My Bipolar Dad
by C.K.
(High School Student)
“That’s SO gay.” “You’re retarded.” “Are you bipolar or something?”
I used to make remarks such as these. One night my brother and I pulled ourselves away from our incessant laughing to join family dinner. Each other’s hyper spirits were contagious and elevated our moods. Not surprisingly, our parents were far from entertained. My dad grew frustrated as he sometimes does and instead of being considerate, my brother and I mocked him. Yet, what seemed like playful jeering to us was actually far from it—for different reasons than one might think. I responded to the situation with a laughing, “What are you bi-polar or something?” Not until a few months later would I realize why an awkward laugh and silence ensued from my parents.
On October 3rd, 2008 I came home from field hockey to a perplexing situation. A police car was pulling out of my driveway right as I was getting home. I walked into the kitchen and my mom was frantic. Her face was pale and red at the same time; her speaking both cheery and terrified; her temperament both soothing and angry. Laughing, she told me, “Dad is missing! He never came home from work yesterday, and today he left the house around noon and walked somewhere.” Her mien was one I had never seen before, and I had no idea whether to take the situation seriously or comically.

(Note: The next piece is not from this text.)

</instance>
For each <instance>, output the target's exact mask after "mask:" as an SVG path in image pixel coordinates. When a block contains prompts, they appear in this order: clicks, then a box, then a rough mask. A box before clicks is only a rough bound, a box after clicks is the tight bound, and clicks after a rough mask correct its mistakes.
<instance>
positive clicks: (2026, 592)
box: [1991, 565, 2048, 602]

My mom went on to explain that Dad was having a manic bipolar episode and that he had suffered two others in his life. The phone rang and my mom started speaking to a police officer, giving more details for the missing person report she had filed. After this call, she contacted his credit card companies, looking to get information so she could track his spending. She learned that he had rented a car. My dad was finally found when he got in a car accident. The police officer said he was lucky to have survived.
I now see how mental health disorders are a part of many peoples lives. Before learning about my dad, I barely understood mental health issues and felt guilty about what to do around those who had them. But I spent hours Googling bipolar disorder, learning that, being a psychological disease, it was complicated beyond imagination. It was hard to believe a condition existed that drew connections to the fictional story, Dr. Jekyll and Mr. Hyde. During an episode one does not possess judgment and does things he or she would typically never think of.

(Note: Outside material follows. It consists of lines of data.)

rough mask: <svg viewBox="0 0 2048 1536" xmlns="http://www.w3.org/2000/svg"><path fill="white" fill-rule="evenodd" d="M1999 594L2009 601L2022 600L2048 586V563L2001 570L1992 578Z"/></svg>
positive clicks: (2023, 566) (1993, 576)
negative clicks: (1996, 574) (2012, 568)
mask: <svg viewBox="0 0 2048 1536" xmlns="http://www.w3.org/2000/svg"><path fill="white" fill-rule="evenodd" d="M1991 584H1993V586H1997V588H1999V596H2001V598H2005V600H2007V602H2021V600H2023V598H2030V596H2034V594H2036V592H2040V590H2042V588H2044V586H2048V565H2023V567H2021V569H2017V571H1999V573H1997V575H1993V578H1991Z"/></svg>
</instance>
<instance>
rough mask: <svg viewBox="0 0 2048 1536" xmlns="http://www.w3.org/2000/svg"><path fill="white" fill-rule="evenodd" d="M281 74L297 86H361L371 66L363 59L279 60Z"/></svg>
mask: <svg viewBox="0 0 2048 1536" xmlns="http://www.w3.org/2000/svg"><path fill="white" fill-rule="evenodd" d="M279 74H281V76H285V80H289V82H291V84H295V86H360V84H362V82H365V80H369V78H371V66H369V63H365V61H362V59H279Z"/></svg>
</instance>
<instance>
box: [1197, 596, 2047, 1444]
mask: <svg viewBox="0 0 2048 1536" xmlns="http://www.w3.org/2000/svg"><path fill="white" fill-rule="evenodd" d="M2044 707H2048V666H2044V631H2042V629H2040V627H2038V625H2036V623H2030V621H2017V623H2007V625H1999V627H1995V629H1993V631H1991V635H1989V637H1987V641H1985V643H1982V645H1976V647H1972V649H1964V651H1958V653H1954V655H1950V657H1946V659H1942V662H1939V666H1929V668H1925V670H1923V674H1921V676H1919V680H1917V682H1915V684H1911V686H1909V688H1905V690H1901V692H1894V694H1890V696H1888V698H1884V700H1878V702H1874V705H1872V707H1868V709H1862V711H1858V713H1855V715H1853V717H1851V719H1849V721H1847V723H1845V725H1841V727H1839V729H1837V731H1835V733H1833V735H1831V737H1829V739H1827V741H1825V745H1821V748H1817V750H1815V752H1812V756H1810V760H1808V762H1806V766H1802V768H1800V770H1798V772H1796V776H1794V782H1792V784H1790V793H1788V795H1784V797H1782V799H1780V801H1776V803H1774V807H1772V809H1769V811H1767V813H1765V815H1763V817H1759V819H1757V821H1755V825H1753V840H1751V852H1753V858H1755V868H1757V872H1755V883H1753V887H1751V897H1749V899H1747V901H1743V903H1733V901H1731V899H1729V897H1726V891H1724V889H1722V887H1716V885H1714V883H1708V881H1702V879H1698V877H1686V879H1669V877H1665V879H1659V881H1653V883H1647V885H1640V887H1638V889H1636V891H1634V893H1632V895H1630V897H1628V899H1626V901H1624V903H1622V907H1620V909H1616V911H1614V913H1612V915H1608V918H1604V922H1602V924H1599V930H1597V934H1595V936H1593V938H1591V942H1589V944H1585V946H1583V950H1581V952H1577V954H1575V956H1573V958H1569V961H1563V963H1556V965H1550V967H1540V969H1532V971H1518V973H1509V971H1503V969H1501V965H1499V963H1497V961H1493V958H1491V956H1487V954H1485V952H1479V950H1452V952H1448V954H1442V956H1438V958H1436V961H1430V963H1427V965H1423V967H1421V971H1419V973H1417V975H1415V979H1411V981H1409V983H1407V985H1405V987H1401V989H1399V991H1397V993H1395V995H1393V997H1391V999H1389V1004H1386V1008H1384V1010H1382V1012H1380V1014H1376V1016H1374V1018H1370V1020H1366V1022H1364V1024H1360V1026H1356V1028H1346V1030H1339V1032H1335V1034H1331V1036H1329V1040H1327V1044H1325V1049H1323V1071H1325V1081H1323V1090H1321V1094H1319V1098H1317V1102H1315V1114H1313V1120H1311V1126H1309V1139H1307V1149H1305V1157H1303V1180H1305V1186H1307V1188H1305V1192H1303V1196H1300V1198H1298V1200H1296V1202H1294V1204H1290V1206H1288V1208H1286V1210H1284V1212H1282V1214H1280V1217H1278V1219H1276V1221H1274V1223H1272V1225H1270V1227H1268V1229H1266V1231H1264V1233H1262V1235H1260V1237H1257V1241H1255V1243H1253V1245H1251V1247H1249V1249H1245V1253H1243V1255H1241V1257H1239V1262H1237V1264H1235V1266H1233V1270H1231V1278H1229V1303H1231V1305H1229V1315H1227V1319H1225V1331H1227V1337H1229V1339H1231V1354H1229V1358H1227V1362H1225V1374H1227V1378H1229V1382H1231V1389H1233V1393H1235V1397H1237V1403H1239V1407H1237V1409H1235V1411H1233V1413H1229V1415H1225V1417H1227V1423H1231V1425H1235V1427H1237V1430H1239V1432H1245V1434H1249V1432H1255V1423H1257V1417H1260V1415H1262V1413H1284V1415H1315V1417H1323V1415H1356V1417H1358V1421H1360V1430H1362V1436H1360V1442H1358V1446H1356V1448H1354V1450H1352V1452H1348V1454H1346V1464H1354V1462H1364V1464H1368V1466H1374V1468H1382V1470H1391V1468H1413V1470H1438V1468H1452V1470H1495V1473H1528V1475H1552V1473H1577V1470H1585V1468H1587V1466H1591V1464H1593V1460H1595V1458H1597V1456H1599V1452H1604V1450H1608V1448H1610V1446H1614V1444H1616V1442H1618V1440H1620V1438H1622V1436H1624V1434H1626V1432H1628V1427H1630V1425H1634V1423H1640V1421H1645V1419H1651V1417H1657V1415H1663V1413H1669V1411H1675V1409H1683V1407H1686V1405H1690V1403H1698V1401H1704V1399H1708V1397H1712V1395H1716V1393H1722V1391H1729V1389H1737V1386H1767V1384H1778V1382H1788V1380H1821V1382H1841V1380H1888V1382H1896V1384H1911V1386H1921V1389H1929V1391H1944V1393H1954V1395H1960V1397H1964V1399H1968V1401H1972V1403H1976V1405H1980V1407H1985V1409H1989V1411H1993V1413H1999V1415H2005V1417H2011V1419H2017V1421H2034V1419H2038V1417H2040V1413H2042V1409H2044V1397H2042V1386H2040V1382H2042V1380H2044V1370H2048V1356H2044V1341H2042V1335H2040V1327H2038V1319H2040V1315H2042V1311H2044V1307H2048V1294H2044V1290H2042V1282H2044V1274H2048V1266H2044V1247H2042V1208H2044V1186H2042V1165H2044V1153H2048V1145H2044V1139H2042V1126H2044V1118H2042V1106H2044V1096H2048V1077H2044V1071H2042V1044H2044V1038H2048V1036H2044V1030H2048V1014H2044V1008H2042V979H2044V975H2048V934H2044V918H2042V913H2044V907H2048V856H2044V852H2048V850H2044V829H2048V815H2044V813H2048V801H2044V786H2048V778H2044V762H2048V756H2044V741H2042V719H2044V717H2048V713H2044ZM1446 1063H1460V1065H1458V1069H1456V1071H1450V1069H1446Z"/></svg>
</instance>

Writing that my dad has a mental health disorder is the oddest thing. The word "bipolaar" has such a negative stigma that it seems like a completely wrong classification, though it is the reality. No one would suspect that my dad was anything but an ordinary guy. When he started showing signs of going into an episode, his work colleagues thought he was doing drugs, when it was simply his bipolarity causing him to be irrational and have elated spirits.
Although my dad is still acting oddly to this day, watching his actions has brought me closer to him. I try to be considerate, and he appreciates it. When my mom and brother get frustrated with him, my dad tells me that I’m the one he can talk to and that he believes I understand him. As hard it is to see my dad continue to make comments he normally wouldn’t, I know that in time, this episode will be completely over and he will be back to normal. Till then, I will continue to converse with him and to appreciate both the intensity and the courage of his struggle.